The Use of Dominant Negative Strategy in Zebrafish to Study CDKL5 Deficiency Disorder (2020)

Varela, T., Martins, G., Varela, D., Vitorino, M., Conceição, N., & Cancela, M.L. (2020, November 20). The use of dominant negative strategy in zebrafish to study CDKL5 deficiency disorder [Poster presentation].

Annual Meeting of the Portuguese Society of Human Genetics, Lisbon, Portugal.

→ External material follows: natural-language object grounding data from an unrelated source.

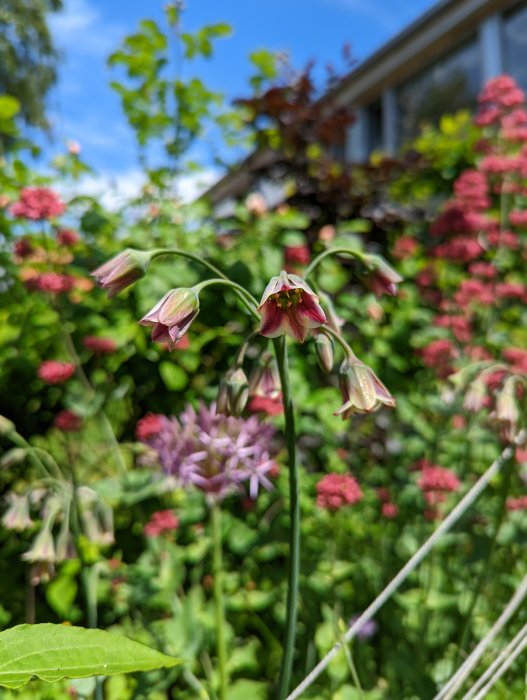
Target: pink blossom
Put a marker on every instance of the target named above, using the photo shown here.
(518, 218)
(271, 406)
(517, 357)
(54, 372)
(510, 290)
(483, 269)
(439, 353)
(37, 203)
(149, 426)
(67, 421)
(390, 510)
(289, 306)
(435, 478)
(103, 346)
(172, 316)
(337, 490)
(67, 237)
(23, 248)
(160, 522)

CDKL5 deficiency disorder (CDD) is an X-linked neurodevelopmental condition caused by mutations in cyclin-dependent kinase-like 5 (CDKL5) gene resulting in the loss-of-function of its encoded protein - a serine/threonine kinase- essential for normal brain development and function. Patients suffering from this rare disorder present early-onset seizures, which begin in the first months of life and a regression in neurological and motor development. Although a genetic cause for this condition was identified, the association between the type/location of mutations and patient’s phenotype and the mechanisms responsible for its onset remain unclear. Mouse models developed to mimic CDD are unable to develop seizures, a central feature of this condition in humans. Therefore, the use of other models such as zebrafish represent an alternative tool to study this syndrome. In this work we investigated the effect of mutant CDKL5 using a dominant negative approach in zebrafish thus expecting to contribute to unveil the molecular pathways involved in the onset of CDD. For that, we produced CDKL5 RNA harboring the mutation c.1708G>T found in a CDD patient presenting recurrent seizures, gross motor hypotonia and poor eye contact, and injected it into zebrafish embryos to look for possible phenotypes analogous to those observed in the human clinical condition. The resulting mutant protein (p.E570X) is truncated and lacks the Cterminus motifs responsible for its nuclear localization and exportation. Bioinformatic analysis confirmed the high degree of conservation between human and zebrafish CDKL5 gene structure and protein sequence. Motor behavior was evaluated using the Zantiks equipment and a seizure behavior was observed in wildtype 5dpf larvae exposed to PTZ, a seizure-inducing drug. We are currently performing this behavioral analysis in larvae expressing the CDKL5 dominant negative form. Altogether, our results support the use of zebrafish as a valid alternative model to study CDD.